He trained his eyes on the pair and snapped his jaw open, baring two full rows of teeth.  His tail bunched up into a tightly compressed concertina and released, propelling him forwards.  Isis stood justifiably still as Kessik leapt at her.  He became all but an apparition that blustered past her with a fading scream, expunged, his residual atoms like a plume of sparks from a burning log until they too were snuffed on the wind.

"Threads are being mended." Isis remarked, a gleam in her eye.  "The line is sorting itself back out."

Brooklyn heaved a breath, wiped his brow and noticed when he pulled his hand away it was stained with blood.  "Well, that was easy..."

Isis turned towards the wave on the verge of the city's shore.  "Kessik was never the hard part."

"_Brooklyn?!_"

"Sata?"  The scarlet gargoyle turned to the voice and the familiar form standing at the threshold of the castle's interior door.  "_Sata!_"

"What is happening?!"

****************************************

It grew close, hitting the southern tip and raking through Manhattan.

Trinity stepped up onto one of the merlons and her sister joined her on the next one in line, and together they stared into the impending wrinkle of energy and stood defiantly at its bluster.

Goliath stirred and fought through the pain of the smoking wound on his back.  "Don't..."

"It's meant to be this way." Trinity said from over her shoulder.

"I will..._ungh_, I will not watch you die!!"

"We have to do this now!" she shouted desperately, and in that instant her hand (and the rest of her body) evanesced, dematerializing out of existence before returning to flesh and blood.  "We've changed the future and we're being extracted from time."

"There must be another way!!"

"I'm sorry, daddy."  She looked to Liberty.  "Ready?"

Liberty seemed oddly sanguine even as she felt her body unravel.  She'd always trusted her big sister.  "Always."

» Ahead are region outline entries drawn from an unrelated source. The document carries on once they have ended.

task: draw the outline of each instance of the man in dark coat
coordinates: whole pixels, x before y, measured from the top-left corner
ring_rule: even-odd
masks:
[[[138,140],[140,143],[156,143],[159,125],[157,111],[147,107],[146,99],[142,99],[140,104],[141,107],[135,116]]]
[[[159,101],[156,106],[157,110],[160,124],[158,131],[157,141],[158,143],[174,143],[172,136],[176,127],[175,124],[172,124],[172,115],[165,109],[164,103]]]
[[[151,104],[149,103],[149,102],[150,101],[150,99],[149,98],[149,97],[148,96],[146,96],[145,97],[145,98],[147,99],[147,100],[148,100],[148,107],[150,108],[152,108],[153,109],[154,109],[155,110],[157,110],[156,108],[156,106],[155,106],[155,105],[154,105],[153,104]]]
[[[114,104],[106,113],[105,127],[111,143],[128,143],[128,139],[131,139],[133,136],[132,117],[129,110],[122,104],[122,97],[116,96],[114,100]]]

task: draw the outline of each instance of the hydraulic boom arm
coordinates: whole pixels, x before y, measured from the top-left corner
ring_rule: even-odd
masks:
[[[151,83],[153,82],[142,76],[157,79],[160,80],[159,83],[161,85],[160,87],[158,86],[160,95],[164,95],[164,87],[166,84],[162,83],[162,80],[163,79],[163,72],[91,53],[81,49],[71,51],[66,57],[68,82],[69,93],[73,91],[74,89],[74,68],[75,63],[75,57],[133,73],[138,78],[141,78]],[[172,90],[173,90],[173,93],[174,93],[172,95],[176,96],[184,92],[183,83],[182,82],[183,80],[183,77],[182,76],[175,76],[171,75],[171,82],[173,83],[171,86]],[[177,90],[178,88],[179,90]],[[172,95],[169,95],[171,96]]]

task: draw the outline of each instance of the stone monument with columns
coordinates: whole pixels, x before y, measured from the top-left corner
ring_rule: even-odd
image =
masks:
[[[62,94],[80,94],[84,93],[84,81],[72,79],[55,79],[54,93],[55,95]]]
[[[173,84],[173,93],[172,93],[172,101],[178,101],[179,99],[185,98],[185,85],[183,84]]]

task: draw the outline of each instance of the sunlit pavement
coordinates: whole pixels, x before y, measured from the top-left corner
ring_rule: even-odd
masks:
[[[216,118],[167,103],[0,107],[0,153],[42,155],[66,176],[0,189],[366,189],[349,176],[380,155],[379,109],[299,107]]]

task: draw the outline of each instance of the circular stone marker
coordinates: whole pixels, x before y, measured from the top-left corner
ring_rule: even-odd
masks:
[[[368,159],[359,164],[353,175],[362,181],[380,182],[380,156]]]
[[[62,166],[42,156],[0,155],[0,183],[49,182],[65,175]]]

They spread their wings and allowed the winds to guide them towards the encroaching ripple that seemed so much larger than it did before.  They could hear the faint, desperate protests of their father just before the air seemed to dissolve around them and, before they too disappeared due to the changes in the timeline, the wave overtook and swallowed up their flying forms.

Goliath went to jump at his daughters, ignoring his recent handicap, as even the lack of wings wouldn't sway him from trying.

Talons quickly sunk into his back, anchoring him to an unexpected weight.

Isis knew he'd willingly throw himself to his death and she tried as best she could to weigh him down before he could reach the edge of the courtyard.  Recognizing Goliath could easily shrug her off, she enshrouded them in a barrier of mystical energy that protected both them, a wide portion of the courtyard and even a security camera affixed to a nearby turret, and kept her arms around his astoundingly resistant form.  "They must do this...!"

"_NO!!!_"

The wave hit the castle.

****************************************

_My father would have willingly jumped into the fire of time tearing itself apart for me, but I know, like I've always known, he'll never reach me._

_Isis has thrown a protective barrier over them both to stop him._

_He's incredible, fighting back against enough magical power to crush a small car and still he doesn't give up._

_He's too stubborn.  I can feel his anguish, his despair, his loss._

_Everything's going white.  I can feel my body coming apart at the molecular seams._

_Goodbye, daddy..._

****************************************

There was light, blinding, and then, darkness, all encompassing.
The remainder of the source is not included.